Van Zant tocó la fibra sensible cuando habló de la trucha de banda roja del Big Wood, genéticamente distinta. «No puedo creer que tengamos la oportunidad de pescar un pez autóctono en su hábitat natural», dijo. «A pesar de todo lo que les hemos echado encima, incluidos años de repoblación en los que no teníamos ni idea —y seguimos repoblando en exceso, es decir, repoblando de cualquier forma—, esa especie ha prosperado y sobrevivido, y sigue siendo esta pequeña joya increíble justo en nuestro patio trasero que solo se puede pescar aquí».

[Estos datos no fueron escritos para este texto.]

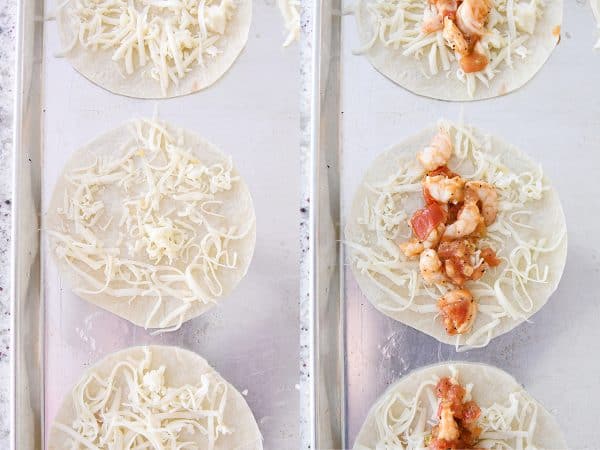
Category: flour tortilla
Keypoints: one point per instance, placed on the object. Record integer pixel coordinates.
(238, 210)
(98, 66)
(547, 219)
(182, 367)
(490, 385)
(409, 73)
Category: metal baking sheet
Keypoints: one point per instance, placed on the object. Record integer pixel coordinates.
(555, 119)
(252, 337)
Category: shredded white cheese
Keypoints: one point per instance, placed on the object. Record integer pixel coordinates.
(290, 10)
(166, 38)
(405, 422)
(595, 4)
(397, 24)
(150, 223)
(504, 293)
(133, 408)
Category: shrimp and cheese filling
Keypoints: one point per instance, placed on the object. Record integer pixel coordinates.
(458, 406)
(471, 41)
(456, 233)
(457, 213)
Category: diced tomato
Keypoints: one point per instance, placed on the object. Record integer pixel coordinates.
(442, 170)
(425, 220)
(489, 256)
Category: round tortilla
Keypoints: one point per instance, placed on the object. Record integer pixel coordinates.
(547, 220)
(98, 66)
(411, 74)
(182, 367)
(237, 209)
(490, 385)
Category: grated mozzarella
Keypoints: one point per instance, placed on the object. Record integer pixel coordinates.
(405, 423)
(174, 239)
(397, 24)
(166, 38)
(503, 296)
(290, 10)
(133, 408)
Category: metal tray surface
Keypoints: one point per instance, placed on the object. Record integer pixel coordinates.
(554, 118)
(252, 337)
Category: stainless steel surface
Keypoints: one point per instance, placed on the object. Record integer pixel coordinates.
(27, 309)
(252, 337)
(554, 118)
(326, 357)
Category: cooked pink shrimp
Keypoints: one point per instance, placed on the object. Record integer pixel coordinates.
(448, 428)
(437, 153)
(443, 8)
(459, 310)
(413, 247)
(472, 15)
(485, 194)
(455, 39)
(431, 267)
(467, 221)
(443, 189)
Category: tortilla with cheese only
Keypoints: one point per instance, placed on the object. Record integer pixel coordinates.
(104, 66)
(180, 256)
(529, 236)
(494, 390)
(398, 62)
(181, 368)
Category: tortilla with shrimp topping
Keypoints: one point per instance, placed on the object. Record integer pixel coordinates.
(454, 406)
(458, 49)
(457, 234)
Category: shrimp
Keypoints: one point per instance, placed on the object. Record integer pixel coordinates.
(455, 39)
(457, 257)
(467, 221)
(414, 247)
(437, 153)
(434, 20)
(458, 311)
(431, 267)
(443, 189)
(411, 248)
(448, 428)
(472, 15)
(485, 194)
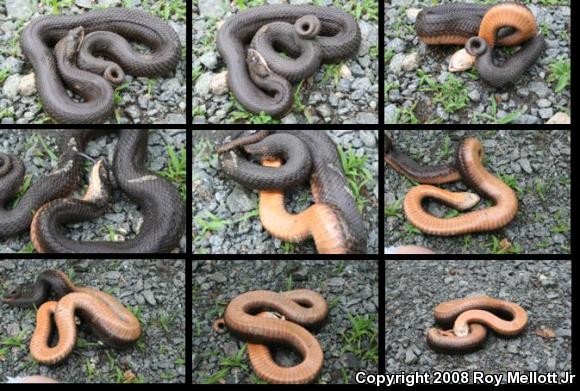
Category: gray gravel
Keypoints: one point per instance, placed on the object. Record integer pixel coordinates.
(353, 98)
(542, 288)
(349, 287)
(533, 96)
(229, 202)
(155, 288)
(540, 163)
(159, 100)
(123, 217)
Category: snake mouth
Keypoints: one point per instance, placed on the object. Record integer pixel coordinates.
(99, 185)
(219, 326)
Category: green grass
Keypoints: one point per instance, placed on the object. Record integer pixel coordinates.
(357, 175)
(331, 72)
(511, 181)
(177, 168)
(241, 115)
(4, 73)
(451, 94)
(7, 113)
(493, 118)
(209, 222)
(503, 246)
(446, 151)
(361, 339)
(196, 73)
(238, 360)
(117, 94)
(560, 74)
(394, 209)
(406, 115)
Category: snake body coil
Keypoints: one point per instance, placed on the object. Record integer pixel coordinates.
(108, 318)
(44, 210)
(299, 308)
(480, 29)
(59, 183)
(257, 87)
(160, 201)
(468, 317)
(334, 220)
(40, 35)
(469, 168)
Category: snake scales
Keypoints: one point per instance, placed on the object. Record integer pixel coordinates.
(467, 167)
(480, 28)
(250, 316)
(468, 317)
(160, 202)
(114, 324)
(320, 35)
(333, 221)
(67, 33)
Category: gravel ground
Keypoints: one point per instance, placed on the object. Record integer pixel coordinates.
(344, 93)
(123, 219)
(538, 161)
(532, 100)
(542, 288)
(236, 230)
(349, 287)
(158, 100)
(153, 288)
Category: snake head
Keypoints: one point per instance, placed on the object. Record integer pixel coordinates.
(99, 190)
(461, 61)
(257, 64)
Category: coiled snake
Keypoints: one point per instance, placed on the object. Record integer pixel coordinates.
(480, 29)
(468, 167)
(259, 77)
(114, 324)
(43, 33)
(333, 221)
(160, 202)
(250, 316)
(468, 317)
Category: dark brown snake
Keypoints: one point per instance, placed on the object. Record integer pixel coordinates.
(114, 324)
(467, 167)
(160, 201)
(43, 33)
(308, 154)
(250, 77)
(480, 28)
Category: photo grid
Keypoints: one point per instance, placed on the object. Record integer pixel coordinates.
(326, 192)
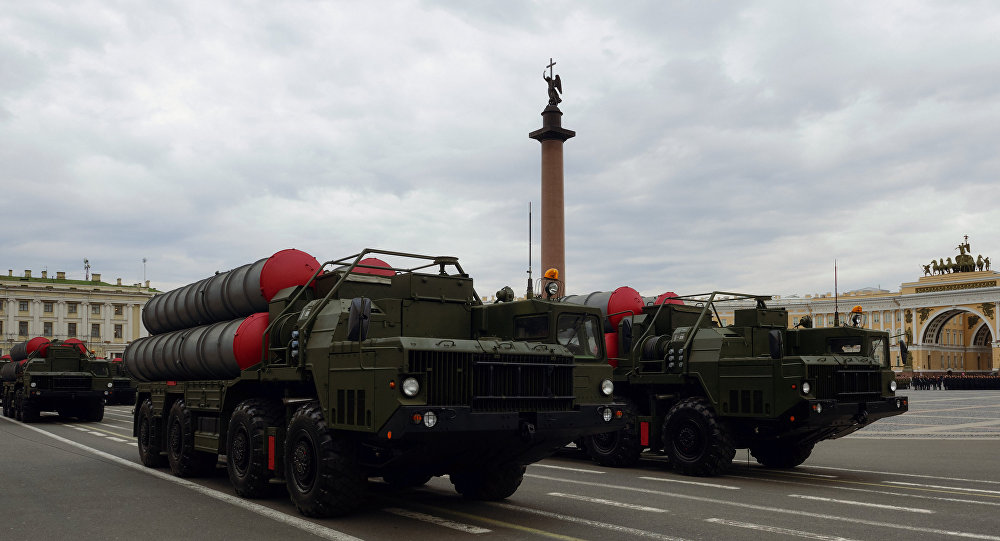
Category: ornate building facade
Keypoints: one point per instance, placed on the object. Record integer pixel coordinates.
(105, 316)
(948, 317)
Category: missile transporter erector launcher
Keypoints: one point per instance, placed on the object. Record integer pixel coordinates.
(361, 370)
(59, 375)
(697, 391)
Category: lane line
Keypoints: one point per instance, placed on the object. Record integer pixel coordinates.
(467, 528)
(587, 522)
(864, 504)
(551, 467)
(683, 482)
(775, 529)
(295, 522)
(608, 502)
(714, 501)
(978, 490)
(870, 491)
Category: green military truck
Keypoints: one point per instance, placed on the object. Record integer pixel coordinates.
(696, 391)
(355, 369)
(60, 376)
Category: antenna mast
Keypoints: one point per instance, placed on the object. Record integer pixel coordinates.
(836, 311)
(530, 293)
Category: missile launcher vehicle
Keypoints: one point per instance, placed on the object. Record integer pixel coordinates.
(696, 391)
(316, 378)
(59, 375)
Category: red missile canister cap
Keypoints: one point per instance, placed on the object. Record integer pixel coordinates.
(386, 269)
(247, 341)
(286, 268)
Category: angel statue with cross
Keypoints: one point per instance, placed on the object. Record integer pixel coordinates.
(555, 85)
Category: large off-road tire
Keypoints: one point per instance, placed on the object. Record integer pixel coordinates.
(246, 447)
(489, 483)
(620, 448)
(148, 437)
(694, 439)
(93, 410)
(184, 460)
(776, 454)
(321, 466)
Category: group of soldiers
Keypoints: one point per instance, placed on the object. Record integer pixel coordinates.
(946, 382)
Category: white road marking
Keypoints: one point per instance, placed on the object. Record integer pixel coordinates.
(551, 467)
(260, 510)
(467, 528)
(683, 482)
(775, 529)
(979, 490)
(865, 504)
(871, 491)
(608, 502)
(587, 522)
(795, 512)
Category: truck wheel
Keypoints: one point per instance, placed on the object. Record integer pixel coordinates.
(148, 438)
(617, 449)
(781, 454)
(93, 410)
(321, 467)
(184, 460)
(489, 484)
(246, 447)
(694, 439)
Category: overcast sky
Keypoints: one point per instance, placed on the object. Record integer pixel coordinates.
(741, 146)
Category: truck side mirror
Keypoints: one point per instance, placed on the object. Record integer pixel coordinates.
(358, 319)
(774, 341)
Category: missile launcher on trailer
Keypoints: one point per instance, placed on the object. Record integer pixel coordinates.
(318, 377)
(697, 391)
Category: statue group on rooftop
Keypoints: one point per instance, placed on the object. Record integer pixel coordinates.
(964, 262)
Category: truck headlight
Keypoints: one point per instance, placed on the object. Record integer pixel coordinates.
(411, 387)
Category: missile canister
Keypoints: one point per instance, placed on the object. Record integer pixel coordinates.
(21, 350)
(228, 295)
(216, 351)
(621, 302)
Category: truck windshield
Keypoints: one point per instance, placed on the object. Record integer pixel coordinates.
(579, 333)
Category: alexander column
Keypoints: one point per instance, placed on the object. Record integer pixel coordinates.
(552, 135)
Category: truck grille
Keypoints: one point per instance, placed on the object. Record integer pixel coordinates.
(495, 383)
(70, 383)
(847, 384)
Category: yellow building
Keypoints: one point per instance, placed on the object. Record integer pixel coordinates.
(948, 319)
(105, 316)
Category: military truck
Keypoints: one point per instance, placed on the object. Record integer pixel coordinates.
(122, 387)
(696, 391)
(355, 369)
(61, 376)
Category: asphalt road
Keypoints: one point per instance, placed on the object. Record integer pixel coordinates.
(929, 474)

También habló con franqueza sobre el fracaso más desgarrador del río: la pérdida total de conectividad con el embalse Magic a finales del verano, cuando el río se seca por debajo de las principales derivaciones de riego.
«Si pudiera agitar una varita mágica, sería para satisfacer el 100 % de las necesidades de nuestras familias de regantes y, al mismo tiempo, mantener una conectividad permanente con Magic para que tengamos un ecosistema real». En cuanto a las obras de tierra, Van Zant destacó un permiso recientemente aprobado para una presa de baja altura rediseñada situada por encima de la derivación D45 en el canal de Bellevue, la mayor derivación del río. La nueva estructura incluirá un paso para peces que permitirá a las truchas transitar por la zona con mayor libertad, además de caudales garantizados durante la construcción para mantener la conectividad del río.
Una vez finalizado, el Proyecto Big Wood instalará su primera rejilla electromagnética para peces en la cabecera del canal, una tecnología que podría reducir drásticamente la pérdida de peces en el sistema de riego y que podría ampliarse a otros desvíos aguas abajo.
Cuando se abrió el turno de preguntas del público, la sala abarrotada no se contuvo. Un asistente preguntó sobre el impacto de que los propietarios pusieran en marcha los aspersores al mediodía en cientos de acres. McFall reconoció la pérdida por evaporación y dijo que las prácticas de conservación de la comunidad ayudarían.
«Esta es una economía recreativa en este condado», añadió Van Zant. «Todas las actividades recreativas que no están directamente vinculadas a la montaña están vinculadas de alguna manera al Big Wood. Si podemos concienciar a los propietarios de que las decisiones que toman tienen un efecto, literalmente, aguas abajo sobre el recurso que pasa por delante de sus casas...» Otro miembro del público planteó el tema de la recuperación de los castores, a los que calificó de «los ingenieros originales de la restauración fluvial».
McFall se mostró de acuerdo con entusiasmo, pero señaló el equilibrio necesario en los entornos urbanos. Dijo que las réplicas de presas de castores son una técnica de restauración popular, pero solo funcionan a largo plazo si hay una población real de castores que las mantenga.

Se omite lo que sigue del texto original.